In the previous weeks, the positivity rate has been slightly below five per cent, with the ministry warning that should Kenyans drop the ball, the gains achieved would be reversed.

Health CAS Rashid Aman has warned that a second wave of the infection might be inevitable unless Kenyans adhere to the containment measures and protocols.

 “For instance, you can note that today our positivity rate was above 12 per cent. These positivity rates may fluctuate over time but when we look at the seven-day moving average and we begin to see that we are moving above the five per cent positivity rate it is a sign that we are moving in the wrong direction,” the CAS said.

“To avoid moving in that wrong direction we need to be able to strictly adhere to the measures, avoid public gatherings of any nature, whether social, political, entertainment. They are one of the biggest sources of infection.” he added.

The government will also be closely monitoring the situation in schools, with plans underway to conduct some tests there to ascertain transmission among the students.

Consequently, the government will monitor the rate of Covid-19 infections in the next few days and take appropriate action should the situation warrant it.

The ministry has also warned against spraying or fumigation of school children, saying it is against the recommended protocols.

He added: “However one of the things that are coming out from a lot of work that is being done outside is that the risks of children spreading as thought earlier is not as bad as was considered before.”

The caseload in the country is 41,937 from 595,791 tests conducted so far since March.

Nine of the new cases were foreigners;  215 were men and 103 women aged between three months and 90 years old.

Nairobi recorded the highest number of new infections with 112 cases followed by Uasin Gishu with 30, Mombasa with 29, Nakuru with 25, Busia with 24, Kisii with 21and Kisumu with 19.
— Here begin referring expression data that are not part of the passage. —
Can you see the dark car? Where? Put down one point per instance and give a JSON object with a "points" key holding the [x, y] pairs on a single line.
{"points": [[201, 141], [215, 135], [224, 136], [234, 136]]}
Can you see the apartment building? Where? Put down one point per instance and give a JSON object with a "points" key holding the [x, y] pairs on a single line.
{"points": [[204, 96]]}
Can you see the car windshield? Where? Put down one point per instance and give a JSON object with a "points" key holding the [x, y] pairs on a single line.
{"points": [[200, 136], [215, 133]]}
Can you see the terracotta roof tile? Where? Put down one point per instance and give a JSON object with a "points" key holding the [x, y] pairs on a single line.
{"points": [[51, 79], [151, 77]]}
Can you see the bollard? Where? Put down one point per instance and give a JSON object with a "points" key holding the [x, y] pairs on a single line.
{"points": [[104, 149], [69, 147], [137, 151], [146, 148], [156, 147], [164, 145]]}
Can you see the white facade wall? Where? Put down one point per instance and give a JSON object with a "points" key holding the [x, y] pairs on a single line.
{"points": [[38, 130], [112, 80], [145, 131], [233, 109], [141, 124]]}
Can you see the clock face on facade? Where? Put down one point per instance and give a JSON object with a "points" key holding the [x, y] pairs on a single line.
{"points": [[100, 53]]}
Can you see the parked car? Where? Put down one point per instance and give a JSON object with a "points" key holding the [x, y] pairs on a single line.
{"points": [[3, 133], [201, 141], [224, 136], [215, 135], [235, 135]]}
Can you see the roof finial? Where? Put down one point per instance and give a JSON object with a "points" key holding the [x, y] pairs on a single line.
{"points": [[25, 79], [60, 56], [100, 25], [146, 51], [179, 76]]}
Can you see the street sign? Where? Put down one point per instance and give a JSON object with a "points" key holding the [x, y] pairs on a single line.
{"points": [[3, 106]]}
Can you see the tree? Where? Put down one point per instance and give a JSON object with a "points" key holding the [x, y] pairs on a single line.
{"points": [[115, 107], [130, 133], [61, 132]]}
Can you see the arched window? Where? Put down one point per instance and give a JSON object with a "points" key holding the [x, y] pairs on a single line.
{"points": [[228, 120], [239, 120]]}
Kakamega and Murang’a had eight cases each, Kilifi had six, Laikipia, Kiambu and Embu each had five cases, Homa Bay reported four, Trans Nzoia and Turkana had three cases each, Machakos, Isiolo, Kajiado had two cases each while Nyandarua, garissa, Tharaka Nithi, Vihiga and Kirinyaga recorded one case each.

The ministry said 243 more patients recovered from the virus; 132 from the home-based care programme while 111 were released from various hospitals. 

The number of recovered patients is 31,340.